Russia hosts pro-Kurdish Turkish politician who condemns Ankara.
The leader of Turkey's pro-Kurdish opposition party met Russian Foreign Minister Sergei Lavrov in Moscow on Wednesday and criticized Ankara for shooting down a Russian warplane last month.
Russia, which imposed economic sanctions on Turkey after the Nov. 24 incident, and has sharply criticized President Tayyip Erdogan and would be keenly aware of the sensitivity of Ankara to any contacts between Moscow and Kurdish politicians.
The visit by Selahattin Demirtas, leader of the Peoples' Democratic Party (HDP), is likely to further damage ties between Moscow and Ankara. Erdogan has accused the HDP of connections with armed Kurdish rebels fighting in Turkey's south-east.
"We criticized the actions of the government when the Russian plane was shot down," Russian news agencies quoted Demirtas as telling Lavrov.
"From the very first days, we declared as an opposition party in the country, that we do not support the position of worsening relations with Russia," said Demirtas, who heads the second-biggest opposition party in Turkey's parliament.
His trip and the warm welcome he was given in Moscow are likely to unsettle Ankara following comments by Russian President Vladimir Putin, who said last week he saw no prospect of mending ties with Turkey's leadership.

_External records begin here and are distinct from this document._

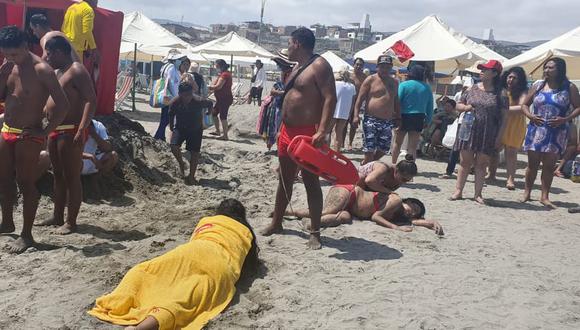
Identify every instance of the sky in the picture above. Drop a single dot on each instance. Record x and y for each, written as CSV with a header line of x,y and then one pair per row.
x,y
511,20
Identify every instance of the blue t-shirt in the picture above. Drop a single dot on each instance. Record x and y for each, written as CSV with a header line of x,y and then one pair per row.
x,y
416,97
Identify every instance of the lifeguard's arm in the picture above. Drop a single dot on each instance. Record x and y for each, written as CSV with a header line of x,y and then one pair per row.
x,y
88,22
87,92
362,95
429,224
60,107
374,180
5,71
325,82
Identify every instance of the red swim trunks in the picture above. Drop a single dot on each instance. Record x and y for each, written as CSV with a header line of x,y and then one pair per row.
x,y
289,133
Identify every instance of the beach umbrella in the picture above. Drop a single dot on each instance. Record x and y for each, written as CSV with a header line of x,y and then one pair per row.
x,y
566,46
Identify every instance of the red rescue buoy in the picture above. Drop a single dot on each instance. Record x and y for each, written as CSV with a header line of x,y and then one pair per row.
x,y
324,162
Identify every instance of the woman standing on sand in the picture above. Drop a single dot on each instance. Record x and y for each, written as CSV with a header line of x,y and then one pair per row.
x,y
222,89
515,82
482,127
548,128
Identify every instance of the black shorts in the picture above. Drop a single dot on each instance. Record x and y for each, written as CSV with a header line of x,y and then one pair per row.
x,y
412,122
191,138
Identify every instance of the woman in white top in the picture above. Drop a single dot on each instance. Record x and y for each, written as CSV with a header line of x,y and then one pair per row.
x,y
345,97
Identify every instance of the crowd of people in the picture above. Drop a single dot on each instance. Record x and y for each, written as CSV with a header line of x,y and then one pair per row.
x,y
51,117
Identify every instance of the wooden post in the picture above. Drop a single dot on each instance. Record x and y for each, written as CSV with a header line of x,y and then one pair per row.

Stratfor, a private U.S. global intelligence think tank, said that by receiving Demirtas "Moscow has found a pressure point in the form of the Kurds".
"Demirtas wants to show Erdogan that the Kurds are a political force that cannot be sidestepped in elections or crushed in the streets," it said in analysis published on Wednesday.
"This meeting, the highest-level diplomatic encounter between Russia and Turkey since relations soured last month, comes after the Kremlin refused point blank to reconcile with Ankara."
Lavrov told Demirtas that Russia was ready to cooperate closely with ethnic Kurds fighting against Islamic State militants in Iraq and Syria.
"We know that there are Iraqi and Syrian Kurds among those who on the ground resist the threat from Islamic State and other extremist groups with weapons in their hands," he said.
Western backing for Kurdish fighters in Syria and Iraq is a sensitive issue for Ankara which is fighting, by air strikes, Turkish Kurdish militants based in the mountains of northern Iraq. Turkey fears the emergence of a contiguous Kurdish state embracing Syrian, Iraqi, Turkish and possibly Iranian territory.
Media reports quoted Demirtas before the visit as saying he wanted to open a representative office for his party in Moscow.
But Interfax news agency quoted a Russian diplomatic source as saying that under the law HDP cannot open an office in Russia, although it could still be represented by a private person or a non-government organization.